Today i had the idea of doing A Complete History Of My Sexual Failures by Chris Waitt style documentary about being the Messiah. As Christians believe in a second coming of Jesus and Jews are still waiting for their Messiah to turn up I wondered if these religion have procedures in practise just in case of such an event. As religion tends to be about this aim surely they have something to do when their saviour comes. Or How do you distinguish who really is the son of God? And How do that I am the Son of God or not?
After researching this subject over 20 minutes now i've become slightly annoyed with the preachy-ness -well durr they're gonna be - of the articles i'm reading and remembering the 'fear of God' that i've battled through after declaring i'm an atheist.
The thing is i was a Catholic at one point, went to a Roman Catholic primary and secondary school. Went to Church every Sunday and Sunday school from age 5 to 11. Prayed to God when I felt bad or wanted something. Hardly ever read the bible. I was given Confession, Communion and Confirmed.
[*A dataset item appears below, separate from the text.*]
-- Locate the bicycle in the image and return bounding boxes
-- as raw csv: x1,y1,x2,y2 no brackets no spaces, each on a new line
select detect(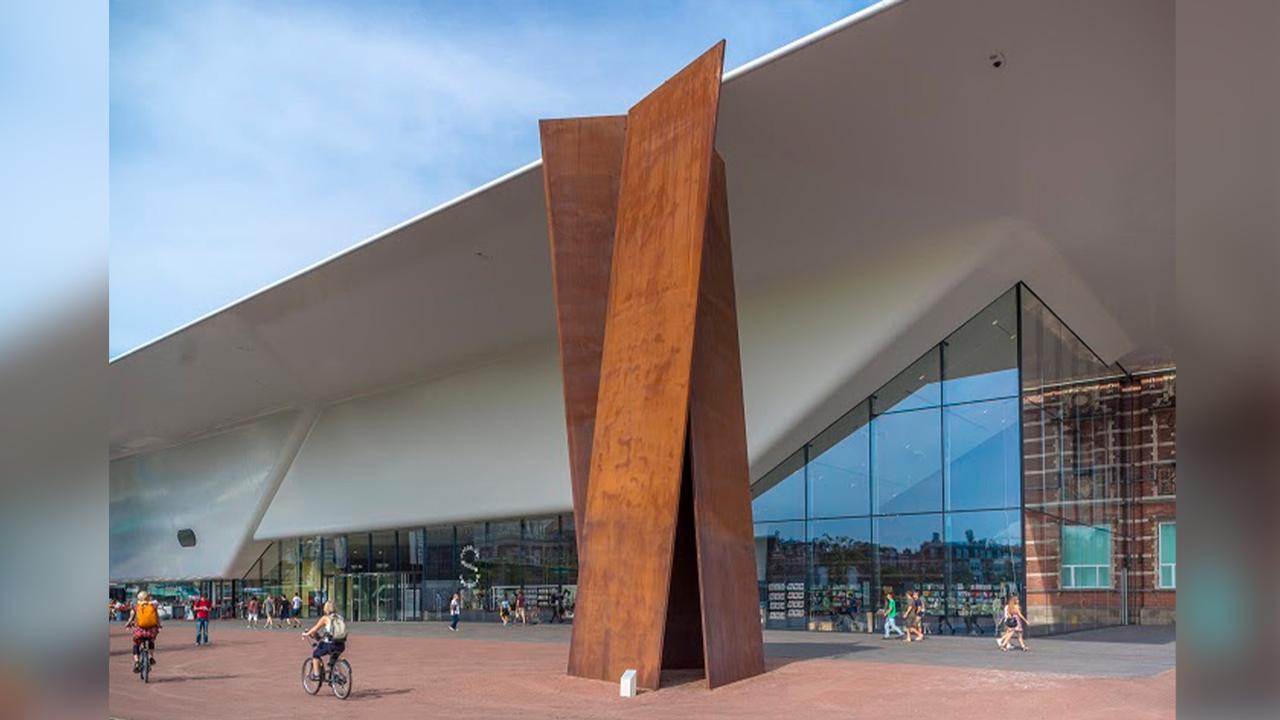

The time I gave it up was when I went to see a Councilor and confessed to my nightmares of God and Satan fighting inside my bedroom. - was defiantly given too much cheese when I was growing up - He then told my Parents and I stopped going to church as much because I had an excuse - it was ruining my mental health - Now i'm not sure how true this statement actually is but I know I have a very strong Super Ego/Conscience which often guilt trips me into doing things I would rather not.
I'm looking at what I've written and realize how much religion has formed me and is a big part of my identity whether I like it or not. One things for sure I need to explore it.
So...Good Idea for a documentary Me and Jesus + how do you identify if you are Jesus or not. Interesting idea maybe slightly juvenile and comic in its naivity.